Miller, PD, Hattersley, G, Lau, E, Fitzpatrick, LA, Harris, AG, Williams, GC, Hu, MY, Riis, BJ, Russo, L, Christiansen, C
Bone. 2019;:137-140
Abstract
BACKGROUND Abaloparatide is a 34-amino acid peptide that selectively binds to the RG conformation of the parathyroid hormone receptor type 1. It was developed for the treatment of women with postmenopausal osteoporosis at high risk of fracture. In ACTIVE, an 18-month phase 3 study (NCT01343004), abaloparatide increased bone mineral density (BMD), decreased the risk of vertebral and nonvertebral fractures compared with placebo, and decreased the risk of major osteoporotic fractures compared with placebo and teriparatide. Here, we report a prospective, exploratory BMD responder analysis from ACTIVE. METHODS Proportions of patients experiencing BMD gains from baseline of >0%, >3%, and >6% at the total hip, femoral neck, and lumbar spine at 6, 12, and 18 months of treatment were compared among the placebo, abaloparatide, and teriparatide groups in ACTIVE. Responders were defined prospectively as patients experiencing BMD gains at all 3 anatomic sites.

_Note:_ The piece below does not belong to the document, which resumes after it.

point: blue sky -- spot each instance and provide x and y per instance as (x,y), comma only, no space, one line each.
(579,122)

RESULTS At months 6, 12, and 18, there were significantly more >3% BMD responders in the abaloparatide group compared with placebo and teriparatide: month 6, 19.1% vs 0.9% for placebo and 6.5% for teriparatide; month 12, 33.2% vs 1.5% and 19.8%; month 18, 44.5% vs 1.9% and 32.0% (P < 0.001 for all comparisons of abaloparatide to placebo and to teriparatide). Findings were similar for the >0% and >6% responder thresholds. CONCLUSIONS In postmenopausal women with osteoporosis, a significantly greater proportion of patients treated with abaloparatide experienced increases in BMD than did those treated with placebo or teriparatide.